Summary of meeting with @JAllemandou about some of the challenges / opportunities we might have for adding more wikis to the existing clickstream. The good news is that the scalability of the job isn't so much of an issue (size of data being processed won't change much) but there are some tweaks that are likely needed for the oozie coordination and just generally useful improvements:
Existing code:
* Main job: https://github.com/wikimedia/analytics-refinery-source/blob/master/refinery-job/src/main/scala/org/wikimedia/analytics/refinery/job/ClickstreamBuilder.scala
* Scheduler / move files: https://github.com/wikimedia/analytics-refinery/tree/master/oozie/clickstream
Scalability challenges:
[] The oozie scheduler ([[https://github.com/wikimedia/analytics-refinery/blob/1dbbd3dfa996d2e970eb1cbc0a63d53040d4e3a3/oozie/clickstream/coordinator.properties#L79|code]]) both runs the job and moves the output files to more readable filenames. It's believed that this part will fail if more wikis are added though because Oozie doesn't handle for loops well at all. The fix for this is probably move the renaming part off of Oozie and onto the scala job or perhaps Airflow if we're being particularly ambitious about modernizing the job.

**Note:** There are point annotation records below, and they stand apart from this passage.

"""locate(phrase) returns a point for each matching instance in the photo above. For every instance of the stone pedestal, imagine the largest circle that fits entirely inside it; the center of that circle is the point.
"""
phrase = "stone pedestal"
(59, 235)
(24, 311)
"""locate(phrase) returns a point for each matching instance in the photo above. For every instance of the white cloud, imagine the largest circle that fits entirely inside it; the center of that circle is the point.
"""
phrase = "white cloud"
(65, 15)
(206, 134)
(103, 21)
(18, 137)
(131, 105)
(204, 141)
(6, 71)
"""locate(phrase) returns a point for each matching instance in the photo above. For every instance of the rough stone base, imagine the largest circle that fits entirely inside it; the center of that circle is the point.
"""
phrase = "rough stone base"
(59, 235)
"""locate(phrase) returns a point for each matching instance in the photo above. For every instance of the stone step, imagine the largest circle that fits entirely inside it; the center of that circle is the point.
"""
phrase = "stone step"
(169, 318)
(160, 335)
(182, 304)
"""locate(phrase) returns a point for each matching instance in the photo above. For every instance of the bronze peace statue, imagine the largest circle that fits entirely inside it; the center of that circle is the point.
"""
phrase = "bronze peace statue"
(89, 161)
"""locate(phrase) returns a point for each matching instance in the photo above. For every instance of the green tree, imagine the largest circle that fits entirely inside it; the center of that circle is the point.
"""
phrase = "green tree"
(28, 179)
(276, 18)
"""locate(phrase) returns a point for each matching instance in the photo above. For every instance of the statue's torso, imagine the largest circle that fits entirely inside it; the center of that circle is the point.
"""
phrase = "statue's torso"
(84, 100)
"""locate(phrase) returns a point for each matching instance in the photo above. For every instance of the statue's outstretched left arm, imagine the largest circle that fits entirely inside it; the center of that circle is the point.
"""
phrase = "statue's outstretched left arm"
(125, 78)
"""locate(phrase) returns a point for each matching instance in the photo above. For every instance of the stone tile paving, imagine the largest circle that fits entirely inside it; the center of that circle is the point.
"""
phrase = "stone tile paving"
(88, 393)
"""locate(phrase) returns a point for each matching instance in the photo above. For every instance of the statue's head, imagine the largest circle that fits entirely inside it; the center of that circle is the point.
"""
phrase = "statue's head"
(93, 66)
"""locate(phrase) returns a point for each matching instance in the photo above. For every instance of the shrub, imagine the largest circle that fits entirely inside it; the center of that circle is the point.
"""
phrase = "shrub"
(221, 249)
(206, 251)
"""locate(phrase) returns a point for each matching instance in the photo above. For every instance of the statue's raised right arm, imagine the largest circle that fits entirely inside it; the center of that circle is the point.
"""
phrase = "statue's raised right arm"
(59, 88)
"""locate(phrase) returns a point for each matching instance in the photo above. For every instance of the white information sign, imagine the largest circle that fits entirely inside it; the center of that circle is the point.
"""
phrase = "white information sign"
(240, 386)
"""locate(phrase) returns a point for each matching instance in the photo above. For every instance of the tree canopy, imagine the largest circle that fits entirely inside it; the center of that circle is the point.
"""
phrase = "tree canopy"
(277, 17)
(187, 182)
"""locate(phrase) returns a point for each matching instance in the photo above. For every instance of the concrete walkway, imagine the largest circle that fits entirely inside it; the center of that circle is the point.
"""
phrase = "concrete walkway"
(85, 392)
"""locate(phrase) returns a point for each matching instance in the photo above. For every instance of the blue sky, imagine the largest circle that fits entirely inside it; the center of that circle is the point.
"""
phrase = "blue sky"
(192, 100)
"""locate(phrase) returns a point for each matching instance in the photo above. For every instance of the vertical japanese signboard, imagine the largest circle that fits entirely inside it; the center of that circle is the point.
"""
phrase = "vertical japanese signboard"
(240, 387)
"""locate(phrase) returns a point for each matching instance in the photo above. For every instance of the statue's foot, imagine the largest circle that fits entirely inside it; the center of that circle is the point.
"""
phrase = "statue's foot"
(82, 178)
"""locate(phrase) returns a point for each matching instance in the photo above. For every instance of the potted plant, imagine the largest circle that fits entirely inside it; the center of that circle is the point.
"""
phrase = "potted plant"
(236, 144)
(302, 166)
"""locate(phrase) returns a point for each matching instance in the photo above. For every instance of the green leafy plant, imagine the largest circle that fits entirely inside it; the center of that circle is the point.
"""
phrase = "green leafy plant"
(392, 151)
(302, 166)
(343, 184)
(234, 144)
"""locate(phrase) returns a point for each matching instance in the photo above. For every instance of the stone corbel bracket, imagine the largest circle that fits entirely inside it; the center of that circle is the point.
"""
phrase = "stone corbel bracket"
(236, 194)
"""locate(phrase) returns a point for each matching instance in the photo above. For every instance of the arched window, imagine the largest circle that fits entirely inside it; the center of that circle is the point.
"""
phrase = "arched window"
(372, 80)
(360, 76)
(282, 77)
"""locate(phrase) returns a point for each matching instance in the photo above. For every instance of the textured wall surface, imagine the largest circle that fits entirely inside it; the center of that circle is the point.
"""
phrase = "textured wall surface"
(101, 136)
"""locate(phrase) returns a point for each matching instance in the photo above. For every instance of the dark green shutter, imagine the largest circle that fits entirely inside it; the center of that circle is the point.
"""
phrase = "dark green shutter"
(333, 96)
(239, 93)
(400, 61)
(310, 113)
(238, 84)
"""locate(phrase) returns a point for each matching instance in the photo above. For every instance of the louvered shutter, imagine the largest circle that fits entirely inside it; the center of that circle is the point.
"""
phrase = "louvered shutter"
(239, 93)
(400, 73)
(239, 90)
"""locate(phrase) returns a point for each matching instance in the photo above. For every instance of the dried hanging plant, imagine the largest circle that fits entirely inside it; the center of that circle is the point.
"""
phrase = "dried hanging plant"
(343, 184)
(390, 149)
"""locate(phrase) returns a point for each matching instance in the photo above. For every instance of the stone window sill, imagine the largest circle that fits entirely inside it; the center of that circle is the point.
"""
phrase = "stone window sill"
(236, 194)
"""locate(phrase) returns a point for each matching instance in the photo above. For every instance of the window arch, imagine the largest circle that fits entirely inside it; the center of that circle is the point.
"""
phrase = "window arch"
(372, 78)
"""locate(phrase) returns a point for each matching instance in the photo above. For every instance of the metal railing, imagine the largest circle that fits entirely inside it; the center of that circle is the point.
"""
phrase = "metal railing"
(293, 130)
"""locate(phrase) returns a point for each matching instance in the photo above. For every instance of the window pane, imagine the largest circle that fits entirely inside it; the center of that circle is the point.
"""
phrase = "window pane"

[] Does the privacy review still hold? Should there be some filters put in place for smaller wikis?
[] Right now all the data is coalesced onto a single partition and then split into individual wiki-specific files. Better would be to send each wiki to a single partition for writing. English Wikipedia is ~400MB and in theory should be the largest so a single worker should always be able to handle a single wiki.
Optional improvements:
[] Moving namespace to a parameter (right now hard-coded that only namespace 0 is kept but that might not work for some wikis where there are additional namespaces of interest): https://github.com/wikimedia/analytics-refinery-source/blob/master/refinery-job/src/main/scala/org/wikimedia/analytics/refinery/job/ClickstreamBuilder.scala#L317
[] Allow for querying all wikis. Right now a list of wikidbs is passed. If no wikidbs are provided though, there'd be no results and ideally you could easily say "give me all Wikipedias" without listing them all.
[] Does redirect handling need to be more flexible to handle multi-hop redirects -- e.g., A -> B -> C -> D? It's believed that bots fix those on-wiki but might be worth checking.